The forum, which was set up earlier this year by Andrew & Co Solicitors, Streets Chartered Accountants and Natwest Bank, is organising the event on Friday 21st October as part of Lincolnshire Business Week (17th to 21st October).
Family law specialist and Chairman of Andrew & Co Solicitors Julie Bailey, said: “Family businesses are often seen as the lifeblood of the UK economy. Two thirds of UK businesses are family owned and they generate over a quarter of the country’s GDP.
“However, long-term survival can often be a struggle not least because of the issues surrounding the transfer of the business between generations of the family and the implications of this for the business.

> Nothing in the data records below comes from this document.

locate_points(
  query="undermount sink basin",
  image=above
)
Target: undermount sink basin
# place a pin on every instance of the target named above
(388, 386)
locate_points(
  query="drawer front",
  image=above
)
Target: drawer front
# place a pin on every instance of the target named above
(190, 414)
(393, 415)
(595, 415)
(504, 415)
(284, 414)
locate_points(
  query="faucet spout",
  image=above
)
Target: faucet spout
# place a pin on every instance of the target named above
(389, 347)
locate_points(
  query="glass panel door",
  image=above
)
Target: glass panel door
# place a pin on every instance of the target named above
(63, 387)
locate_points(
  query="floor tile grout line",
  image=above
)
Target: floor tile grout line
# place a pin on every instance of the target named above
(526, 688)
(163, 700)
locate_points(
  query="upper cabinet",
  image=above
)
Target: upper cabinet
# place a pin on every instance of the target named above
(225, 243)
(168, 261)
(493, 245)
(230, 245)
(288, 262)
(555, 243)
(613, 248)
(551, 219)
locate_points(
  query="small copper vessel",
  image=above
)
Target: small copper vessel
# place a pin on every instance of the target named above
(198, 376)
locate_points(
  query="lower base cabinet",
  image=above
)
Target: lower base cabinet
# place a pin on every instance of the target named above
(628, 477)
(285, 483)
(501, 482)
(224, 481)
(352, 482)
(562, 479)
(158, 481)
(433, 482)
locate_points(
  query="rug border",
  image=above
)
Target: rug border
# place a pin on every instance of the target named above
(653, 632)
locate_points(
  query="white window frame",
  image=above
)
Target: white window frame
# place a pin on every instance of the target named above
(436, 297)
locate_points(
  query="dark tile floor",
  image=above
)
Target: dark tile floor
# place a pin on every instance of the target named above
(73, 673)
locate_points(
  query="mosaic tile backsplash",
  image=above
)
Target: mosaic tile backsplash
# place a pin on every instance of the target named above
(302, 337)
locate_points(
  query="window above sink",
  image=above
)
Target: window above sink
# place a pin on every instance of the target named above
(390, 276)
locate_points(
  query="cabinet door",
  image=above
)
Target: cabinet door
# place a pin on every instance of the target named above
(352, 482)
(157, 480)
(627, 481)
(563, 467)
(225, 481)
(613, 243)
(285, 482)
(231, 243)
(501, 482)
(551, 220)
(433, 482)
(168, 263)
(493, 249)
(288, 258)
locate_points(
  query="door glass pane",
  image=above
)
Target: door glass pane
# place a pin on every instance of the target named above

“This is why succession planning is particularly important and the key focus of our Business Family Lunch. Family members often find it difficult or emotive talking about the issue but we hope that our speakers will be able to shed some light on it by sharing their own experiences. And of course our experts will be on hand to provide help and advice.”
Speakers include Martin Issac from Oldrids & Co Ltd who will explain how he worked his way up to becoming chairman of one of county’s oldest and most successful family-run retailers and what it’s like to be the only remaining family member on the company’s board.
Following on from Martin’s talk, Maya Prabhu and Stuart May from Coutts Institute, who specialise in looking after the needs of family businesses, will be speaking about planning for the future and the pros and cons of passing on ownership / leadership to other family members compared to bringing in non-family members.
They will explore the different issues to consider in each case using real-life examples.
The lunch will end with a panel discussion between delegates and experts from Andrew & Co Solicitors, Streets Chartered Accountants and Natwest Bank.